1 cup assorted dried fruit

2 tbsp sugar

1 tsp cinnamon

2 tbsp melted butter


Place all the dry ingredients into a bowl, add the yeast and stir, warm milk with butter to 115 to 120F and add eggs to milk and beat.

Add this mixture to the flour mixture and knead to a soft dough.

Turn onto a floured surface and knead for a few minutes more adding more flour only if necessary, dough should be smooth.

Cover and let rise until doubled in volume, 45 to 60 minutes.

Combine fruit with sugar and cinnamon, set aside.

Punch down dough and roll out to a 14-inch circle.

Place a drinking glass in the center of the dough circle.

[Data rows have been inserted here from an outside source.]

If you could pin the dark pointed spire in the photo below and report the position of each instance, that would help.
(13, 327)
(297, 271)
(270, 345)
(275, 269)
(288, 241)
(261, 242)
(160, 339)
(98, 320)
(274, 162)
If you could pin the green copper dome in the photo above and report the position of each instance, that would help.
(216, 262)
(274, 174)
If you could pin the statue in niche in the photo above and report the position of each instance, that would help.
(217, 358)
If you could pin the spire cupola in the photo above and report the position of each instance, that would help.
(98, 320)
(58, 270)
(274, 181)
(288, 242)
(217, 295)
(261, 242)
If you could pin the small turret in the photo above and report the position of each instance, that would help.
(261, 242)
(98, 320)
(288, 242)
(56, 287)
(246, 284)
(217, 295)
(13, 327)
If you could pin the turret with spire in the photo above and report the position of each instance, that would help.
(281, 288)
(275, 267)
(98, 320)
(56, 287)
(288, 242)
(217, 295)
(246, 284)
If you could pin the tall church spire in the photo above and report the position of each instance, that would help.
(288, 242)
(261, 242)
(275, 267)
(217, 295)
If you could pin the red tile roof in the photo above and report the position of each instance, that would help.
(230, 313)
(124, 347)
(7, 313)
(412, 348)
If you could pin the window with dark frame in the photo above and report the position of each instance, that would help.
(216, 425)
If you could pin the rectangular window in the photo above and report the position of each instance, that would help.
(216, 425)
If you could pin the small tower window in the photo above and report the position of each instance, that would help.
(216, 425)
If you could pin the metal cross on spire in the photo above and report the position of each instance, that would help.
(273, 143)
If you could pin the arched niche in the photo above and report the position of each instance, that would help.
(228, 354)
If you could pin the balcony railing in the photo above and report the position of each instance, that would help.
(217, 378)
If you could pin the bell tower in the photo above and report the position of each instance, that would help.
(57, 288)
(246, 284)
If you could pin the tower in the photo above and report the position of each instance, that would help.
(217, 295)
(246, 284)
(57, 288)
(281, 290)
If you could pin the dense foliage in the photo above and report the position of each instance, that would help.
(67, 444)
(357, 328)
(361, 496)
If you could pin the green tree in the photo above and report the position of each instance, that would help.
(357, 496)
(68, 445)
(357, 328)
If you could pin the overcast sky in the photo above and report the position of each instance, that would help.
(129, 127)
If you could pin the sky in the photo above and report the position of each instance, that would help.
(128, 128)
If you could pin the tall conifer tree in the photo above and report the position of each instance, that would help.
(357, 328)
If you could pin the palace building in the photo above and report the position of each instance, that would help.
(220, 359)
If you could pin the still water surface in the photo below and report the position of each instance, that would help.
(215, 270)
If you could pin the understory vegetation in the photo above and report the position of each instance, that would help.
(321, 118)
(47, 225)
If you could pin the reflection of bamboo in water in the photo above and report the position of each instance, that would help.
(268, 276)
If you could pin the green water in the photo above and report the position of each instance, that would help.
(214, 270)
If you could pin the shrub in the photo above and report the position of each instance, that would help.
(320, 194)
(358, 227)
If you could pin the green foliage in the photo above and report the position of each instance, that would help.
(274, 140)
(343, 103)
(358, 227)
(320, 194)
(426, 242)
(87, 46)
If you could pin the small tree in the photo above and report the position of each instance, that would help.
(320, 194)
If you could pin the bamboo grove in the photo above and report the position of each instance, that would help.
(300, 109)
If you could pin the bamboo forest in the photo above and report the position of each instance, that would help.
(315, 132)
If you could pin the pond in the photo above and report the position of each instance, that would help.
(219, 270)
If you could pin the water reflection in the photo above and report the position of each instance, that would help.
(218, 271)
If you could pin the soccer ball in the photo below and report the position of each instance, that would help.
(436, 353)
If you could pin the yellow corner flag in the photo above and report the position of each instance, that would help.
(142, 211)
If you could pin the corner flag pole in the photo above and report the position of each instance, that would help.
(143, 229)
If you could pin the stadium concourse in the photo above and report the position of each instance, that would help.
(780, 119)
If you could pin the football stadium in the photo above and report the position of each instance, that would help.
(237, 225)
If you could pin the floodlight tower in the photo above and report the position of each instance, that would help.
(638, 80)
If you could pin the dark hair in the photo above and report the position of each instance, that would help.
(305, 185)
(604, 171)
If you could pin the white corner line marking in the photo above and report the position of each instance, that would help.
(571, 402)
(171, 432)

With a knife divide the dough into four cutting only until the glass. Then divide each section into five pieces, you will have 20 pieces.

Brush every other piece of dough with melted butter and sprinkle with dried fruit.

Rope or twist two pieces of dough together, pinch ends and coil towards the center, continue for the other pieces. You will have ten coils.

Remove the glass, cut one coil from dough and place in center.

Cover and let rise until doubled, about 30 to 40 mins.

Bake preheated 375F for about 20 to 25 minutes.

Remove and cool.

Drizzle with powdered sugar frosting.